The public health benefits of simply being outdoors is a hot topic right now. The Japanese science of forest bathing or shinrin yoku is getting renewed interest. And biophilia suggests that humans possess an innate desire to connect with nature and other forms of life. Add to that the advantage of increasing activity and decreasing exposure to toxins, and we have a compelling case for the connection of our environment to human health.
For decades, BREEAM, a green-building certification system, has emphasized broad and foundational areas of human health. While this is a novel thought for some, if we consider that sustainability simultaneously accounts for people, planet, and profit, it follows that people and society should be a significant consideration for any green-building.

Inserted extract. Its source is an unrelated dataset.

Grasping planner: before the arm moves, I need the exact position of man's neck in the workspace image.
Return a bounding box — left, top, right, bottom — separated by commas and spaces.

Regarding existing-buildings and the outdoors, there are three primary focus areas for BREEAM In-Use.
Ecology and outdoor space
HEA 07, LEA 01, 02
For respite from the working environment and associated indoor health risks, provisions are made for indoor rest areas and outdoor space. There are also actions that address improving the ecological value of the site, which creates beauty and habitat-enhancing biophilic benefits to the users and the greater community.
Why this matters: Contrary to the sweatshop mentality, it is now accepted that to remain healthy and productive, people need to take breaks from their work. And enhancing our natural environment serves to strengthen humans' connection with other forms of life in nature.
Just as in LEED, getting people out of “single-occupant cars” is a goal. When it comes to a building’s location, closeness to mass transit and amenities for basic needs such as food, money, and mail is encouraged. Cyclist facilities are also promoted but in concert with safe and secure pedestrian and cycle routes - in keeping with the recurring theme of risk avoidance in BREEAM.
Why this matters: Aside from the environmental and health benefits of reduced carbon emissions associated with alternate modes of transport, the advantages of physical activity are enumerated by sources ranging from the Centers for Diseases Control to fitness enthusiasts globally.
POL 06, 08, 09, 12, ENE
BREEAM In-Use considers multiple ways that a building impacts the surrounding area. Emissions of all sorts should be eliminated or reduced, including nitrogen oxide (NOx) and carbon dioxide - both by-products of combustion. Acknowledging the global importance of reducing greenhouse gases, operational energy is calculated in carbon dioxide emissions. Maximum credits are awarded for a zero-carbon building.
As mentioned more thoroughly in Safety and Security, building related issues such as light levels and chemical containment, also affect the greater community.
Remediation of land contamination is encouraged. A contaminant is defined as any hazardous material that presents an unacceptable risk to human health and the environment. This definition also includes non-native invasive plant species.
Why this matters: Nitrogen and carbon combine with oxygen to create life-threatening pollution such as smog, which can trigger asthma attacks. Additionally, carbon is the main contributor to climate disruption, making extreme weather worse - including more severe floods, widespread wildfires, and record drought. Buildings account for approximately 40% of carbon emissions.
Exposure to hazardous chemicals presents risks to human health such as cancer, neurological damage, kidney disease, and skeletal and bone diseases.
A broad foundation
BREEAM In-Use is a green building assessment that covers a lot of territory and provides a good starting point to guide the user in developing their own perspective on issues. Balancing risk and benefit, BREEAM promotes access to, enjoyment of, and utilization of, the outdoor environment while ensuring that contaminants are mitigated.